I (in agreement with all New Testament scholars of whom I am aware) am perfectly willing to grant this. In fact, all of the authors of the New Testament were Jewish. The possible exception is Luke, the author of the gospel that bears his name and the Acts of the Apostles. But if Luke was a Gentile by birth, he nonetheless had affiliatd himself with Judaism, had become a Jew, as it were. Moreover, the vast majority of the sayings, teachings, and conversations recorded in the gospels were originally uttered in Hebrew (or Aramaic).

So the point--and it's an extremely important one--that we cannot understand the New Testament aright without an appreciation of its Jewishness, is perfectly true. This is not, however, a terribly new or original idea. While there have been times in church history when the Jewishness of Christianity's founders has been forgotten, ignored, or downplayed, this is not the case today. Theologians and lay Christians alike are embracing the need to understand the New Testament Scriptures in their 1st-century Jewish context.

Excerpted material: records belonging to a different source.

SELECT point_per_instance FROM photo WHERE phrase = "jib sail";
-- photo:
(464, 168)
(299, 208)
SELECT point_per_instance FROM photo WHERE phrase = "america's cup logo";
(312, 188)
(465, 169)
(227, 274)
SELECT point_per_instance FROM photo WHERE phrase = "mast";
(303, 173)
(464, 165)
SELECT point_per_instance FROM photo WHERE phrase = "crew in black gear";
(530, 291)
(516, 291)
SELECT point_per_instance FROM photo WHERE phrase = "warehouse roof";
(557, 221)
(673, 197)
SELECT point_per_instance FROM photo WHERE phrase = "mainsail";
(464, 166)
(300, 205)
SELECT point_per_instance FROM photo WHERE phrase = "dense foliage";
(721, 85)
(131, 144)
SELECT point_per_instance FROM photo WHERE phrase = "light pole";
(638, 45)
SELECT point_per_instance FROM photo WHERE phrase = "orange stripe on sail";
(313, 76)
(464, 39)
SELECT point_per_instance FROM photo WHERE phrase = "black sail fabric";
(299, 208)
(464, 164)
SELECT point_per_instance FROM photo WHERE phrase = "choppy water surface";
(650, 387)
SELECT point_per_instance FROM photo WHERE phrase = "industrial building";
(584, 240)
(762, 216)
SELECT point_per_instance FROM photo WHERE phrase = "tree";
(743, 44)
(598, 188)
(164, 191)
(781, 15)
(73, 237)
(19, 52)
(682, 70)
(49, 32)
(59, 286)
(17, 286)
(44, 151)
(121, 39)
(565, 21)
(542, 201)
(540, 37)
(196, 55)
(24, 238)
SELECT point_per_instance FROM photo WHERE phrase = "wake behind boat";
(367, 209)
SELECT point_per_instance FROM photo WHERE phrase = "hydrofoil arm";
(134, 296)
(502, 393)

The second premise involved in the claim at issue is that Hebrew was not--as used to be believed--a dead (or at least unwritten) language in the 1st century AD. The claimant points to the Dead Sea scrolls and to recently-discovered coins that verify the use of written Hebrew from this time period. I don't really know how to respond to this. Never having believed the contrary, I guess I fail to see what significance establishment of this premise carries.

In the claim to which my attention was called, the leap is made from these premises to the conclusion that the New Testament books were originally written in Hebrew. I say 'leap' because this conclusion simply does not follow from the premises.

First of all, the claim would seem not even to apply to the epistles of Paul. Paul was among the best-educated of Jews of his day, and was fluent in Greek. Since most of his letters were written to churches of mixed ethnicity or primarily Gentile believers, it is beyond dispute that they were originally in Greek. Thus it would appear to be the gospels themselves that are the focus of the written-in-Hebrew claim.

What is overlooked in this claim is the oral nature of the Jewish culture of Jesus' day. For the early church, it was the telling and retelling of them that served to pass on the sayings of Jesus and the stories of the events of His life, of His death and resurrection. At first, this recounting likely took place almost exclusively in Hebrew, the native tongue of the majority of believers. But as Gentiles began to convert to Christianity--and as Jesus Himself called Paul and others to carry the message to non-Jews, these events were increasingly communicated in Greek, the lengua franca of the region. It was only when the eyewitnesses to these events began to grow old, or to face imprisonment or execution, that they recognized the need to record them for posterity. By this time, the epistles of Paul (and others) were already circulating among the churches--and they had been written in Greek. Under these circumstances, it was only natural that the gospels were also written in the language accessible to people throughout the known world.

This is the traditional understanding of the writing of the New Testament, and the historical and manuscript evidence overwhelmingly supports it. Were there any evidence of manuscripts in Hebrew that predate the Greek manuscripts, then this traditional understanding might be called into question. But there is not. The existence in the texts of Hebraisms, of Hebrew idioms and thought patterns, is perfectly consistent with the traditional understanding (since it acknowledges the Jewishness of the NT authors).

In short, there is abundant evidence to support the well-recognized fact that the authors of the New Testament were Jewish in their thought, and that Hebrew was their primary language. It is imperative that we who would correctly interpret and understand their writings attend to the cultural and historical context of 1st-century Judaism. But the evidences that yield that conclusion are wholly insufficient to warrant the additional conclusion that the New Testament was first written in Hebrew.